Após assados, os biscoitos mergulhavam em uma calda saturada de açúcar e secavam ao vento até branquearem. Chegava, então, a hora da montagem: fazíamos envelopes de papel de pão, selados com cola de amido, e embalávamos dezenas de porções para serem distribuídas ali mesmo à nossa vizinhança.
Ao entardecer, nossa casa tornava-se o ponto de encontro. Recebíamos o Seu Nenê e a Aurora (minha mãe de leite) com seus cinco filhos; a família do Seu Ataídes e Dona Neusa, cujas filhas eram as grandes amigas de minha irmã; e a Dona Geni, mãe solo da Gecy e do José, meu melhor amigo. Juntavam-se também nossos avós: Vô Alfredo e sua dedicada governanta, Adelaide Domansky, com os tios e primos por parte de pai tia Hildegaard Lucy a tia Mausinha e sua filhinha Ingelori; e meus avós maternos, Oswaldo e Isaura, acompanhados de meus tios Maria Theresa, Regina e Rogério.
Nossa árvore com sua velinhas espiraladas de Natal brilhava, então, para duas celebrações. A primeira acontecia com esses vizinhos e amigos, onde os pacotinhos mágicos eram entregues e prontamente devorados por nós, crianças, entre correrias pelo quintal da chácara. Só mais tarde, em um segundo momento mais íntimo, ceávamos em família.
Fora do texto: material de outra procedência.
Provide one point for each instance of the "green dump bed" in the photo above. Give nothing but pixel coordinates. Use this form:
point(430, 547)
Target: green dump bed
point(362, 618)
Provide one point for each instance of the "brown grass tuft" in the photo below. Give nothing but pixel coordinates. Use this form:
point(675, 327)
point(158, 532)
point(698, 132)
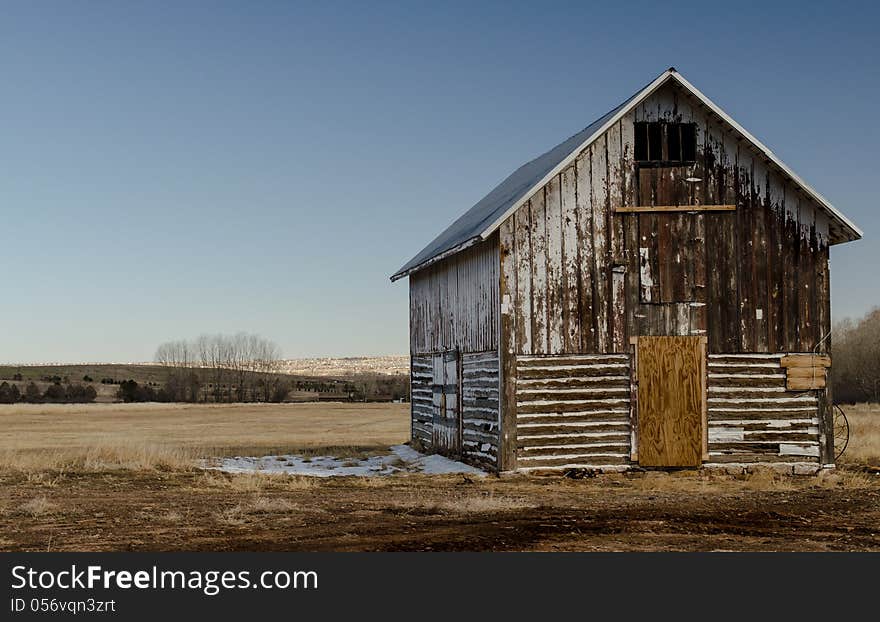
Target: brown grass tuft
point(864, 435)
point(472, 504)
point(38, 506)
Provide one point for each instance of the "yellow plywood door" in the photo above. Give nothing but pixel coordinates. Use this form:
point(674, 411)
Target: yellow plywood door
point(671, 397)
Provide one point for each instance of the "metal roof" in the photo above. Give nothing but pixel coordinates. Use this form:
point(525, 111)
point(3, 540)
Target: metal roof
point(480, 221)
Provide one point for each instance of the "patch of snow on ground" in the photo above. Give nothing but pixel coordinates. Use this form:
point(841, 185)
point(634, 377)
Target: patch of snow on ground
point(400, 459)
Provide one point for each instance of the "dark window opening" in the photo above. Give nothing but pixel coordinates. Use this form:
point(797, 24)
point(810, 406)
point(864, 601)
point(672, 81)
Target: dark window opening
point(641, 148)
point(673, 142)
point(660, 142)
point(688, 142)
point(655, 141)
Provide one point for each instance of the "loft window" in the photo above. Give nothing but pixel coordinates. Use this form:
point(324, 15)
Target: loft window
point(659, 142)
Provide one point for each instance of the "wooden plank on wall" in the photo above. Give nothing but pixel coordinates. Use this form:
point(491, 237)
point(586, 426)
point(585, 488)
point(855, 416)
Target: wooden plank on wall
point(571, 262)
point(507, 346)
point(553, 209)
point(674, 208)
point(586, 272)
point(538, 216)
point(670, 401)
point(523, 292)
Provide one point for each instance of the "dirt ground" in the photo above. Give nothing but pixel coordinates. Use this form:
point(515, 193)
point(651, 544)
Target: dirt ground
point(154, 503)
point(155, 510)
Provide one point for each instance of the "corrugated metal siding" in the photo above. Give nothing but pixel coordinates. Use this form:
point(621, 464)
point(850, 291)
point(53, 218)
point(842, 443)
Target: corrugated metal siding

Hoje, mais de sessenta anos depois, revisito aquele olhar de encantamento. Revejo os olhos que brilhavam na expectativa daquela pequena surpresa açucarada, destinada a vidas tão duras de crianças pobres do interior deste imenso país. Era uma pobreza vivida com dignidade, atenuada pelo instante lúdico de um biscoito feito com carinho, liberdade e, acima de tudo, afeto.